Wednesday, March 05, 2014

Visibility nil, restricted viewing 5 stars

South Bank in spring sunshine...
I always feel this, not the view from Westminster Bridge, is the stretch of Thames that Wordsworth really had in mind when he wrote of the towers, domes, theatres and temples that enthralled him.  My friend Helen and I met here and walked along to the Tate Modern to see the Paul Klee exhibition. I'd booked with high expectations but left still foggy as to why this artist's work is held in such high esteem. "Formerly we used to represent things which were visible," Klee wrote, "...today we reveal the reality that is behind visible things." But what reality is that? There's none of the emotional energy of Kandinsky or Mirot, or the spacial exploration of Picasso ~ and though Klee continued to work and exhibit throughout two wars, no suggestion of awareness of these conflicts although two of his close colleagues died at the front in WWI. Apart from some recurrent images ~ fish, circles, lines ~ what predominates is those tidy patches of colour, flat as paint-cards, closely contiguous and inscrutably titled.  Helen & I thought they'd probably make nice cushions, and found on our way out the Tate shop had the same idea.

And then on to Shakespeare's Globe for supper overlooking the river,  followed by a feast of fun at the brand Sam Wanamaker Playhouse, a fabulous timber-framed theatre space created from designs based on drawings from early 1600s and lit by beeswax candles.
Their choice of opening production is brilliant: The Knight of the Burning Pestle, written around the same time by Francis Beaumont, is an anarchic pastiche of travelling troupes from the days of mummers and masqueraders, but with the bizarre post-modern twist of a meta-theatrical storyline.
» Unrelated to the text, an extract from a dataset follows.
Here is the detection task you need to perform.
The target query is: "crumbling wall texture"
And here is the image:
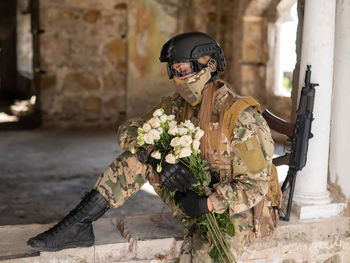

Not exactly a play-within-a-play, this is more two plays within a theatre that becomes the play, as narration is hijacked by the Grocer's insistence his apprentice becomes the fighting knight of the title and both conflicting tales are constantly interrupted by him and his good lady wife... perhaps you need to see it ~ though we were standing at the back of the Upper Circle with "Restricted Viewing" tickets, but with a hilariously bathos-laden script (Now in arms I'll never clasp 'er / for she's stolen away by your man Jasper!), high-energy physical comedy and fantastic acting, we loved every minute.

A tenuous literary link as footnote: I stayed over with Helen and next day we walked the Ayot Greenway, past Shaw's Corner where GBS lived & wrote for forty years. The house is maintained exactly as in his lifetime, down to the clothes and notebooks he used, but in those days this path was the train track to London. Shaw had a house in Fitzroy Square as well as Ayot St Lawrence, so we pictured him steaming past on this Lost Rail as we listened to the birds in the quiet woods.